And as you pick up the various pieces you discover that one of the pieces of that jig-saw has the word Deception written across it in bold letters, because deception was woven into the very fabric of this familie’s life.

Jacob, Joseph’s father was a deceiver from his earliest days, and he learned the art of deception and was encouraged in the practice of it by his mother Rebekah.

And as you read the history of this family circle you discover one case of deception after another.
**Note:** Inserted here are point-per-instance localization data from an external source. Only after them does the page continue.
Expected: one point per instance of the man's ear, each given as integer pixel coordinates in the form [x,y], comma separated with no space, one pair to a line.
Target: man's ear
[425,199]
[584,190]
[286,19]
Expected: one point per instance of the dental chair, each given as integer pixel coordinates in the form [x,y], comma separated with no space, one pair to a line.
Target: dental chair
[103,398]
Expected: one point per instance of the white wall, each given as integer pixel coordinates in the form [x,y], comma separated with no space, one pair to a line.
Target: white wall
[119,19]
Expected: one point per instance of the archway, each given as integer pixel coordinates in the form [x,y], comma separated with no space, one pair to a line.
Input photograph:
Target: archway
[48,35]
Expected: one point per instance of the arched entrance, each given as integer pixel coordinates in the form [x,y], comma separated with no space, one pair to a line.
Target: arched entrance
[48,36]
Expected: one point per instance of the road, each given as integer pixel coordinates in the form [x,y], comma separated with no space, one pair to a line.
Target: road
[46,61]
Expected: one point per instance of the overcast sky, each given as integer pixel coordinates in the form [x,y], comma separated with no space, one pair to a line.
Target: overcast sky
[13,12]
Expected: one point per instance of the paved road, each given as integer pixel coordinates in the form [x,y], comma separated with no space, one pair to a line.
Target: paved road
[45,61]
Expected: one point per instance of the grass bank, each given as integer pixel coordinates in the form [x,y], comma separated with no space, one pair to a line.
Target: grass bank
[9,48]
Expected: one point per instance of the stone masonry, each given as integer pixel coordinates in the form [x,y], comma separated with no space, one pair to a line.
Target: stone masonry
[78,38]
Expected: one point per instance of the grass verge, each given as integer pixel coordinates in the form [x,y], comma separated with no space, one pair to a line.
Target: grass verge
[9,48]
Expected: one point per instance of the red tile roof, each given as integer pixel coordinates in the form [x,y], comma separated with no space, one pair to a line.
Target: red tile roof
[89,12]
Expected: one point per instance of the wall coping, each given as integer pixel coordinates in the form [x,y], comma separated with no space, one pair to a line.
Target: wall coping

You recall for example, how encouraged by and conspiring with his mother Rebekah, Jacob deceived his ageing and almost blind father Isaac into bestowing the blessing of the family inheritance upon him instead of his brother Esau who was the rightful heir as the eldest of the two sons. (Gen27).

You remember how as a result of that deception there developed such a hatred towards Jacob on the part of Esau that Esau vowed to kill Jacob.

That led in turn to Rebekah once again demonstrating her lying and deceptive streak by persuading Isaac to send Jacob away to Laban to supposedly look for a wife when in fact the real reason was to save her favorite son’s skin from his brothers murderous intentions. (End of Gen 27).

Then as you follow the story through you discover that Laban, Rebekah’s brother, also manifested this particular personal characteristic of deception, when he deceived Jacob on his wedding night by giving him Leah as his wife, instead of Rachel whom he loved.

I don’t know how Jacob fell for that. My mum always tells me open your eyes very wide before you get married because after that you will have to close them many times.

Then there was further scheming and deception in the business deal that Jacob and Laban struck up over the division of their livestock with each trying to get the better of the other.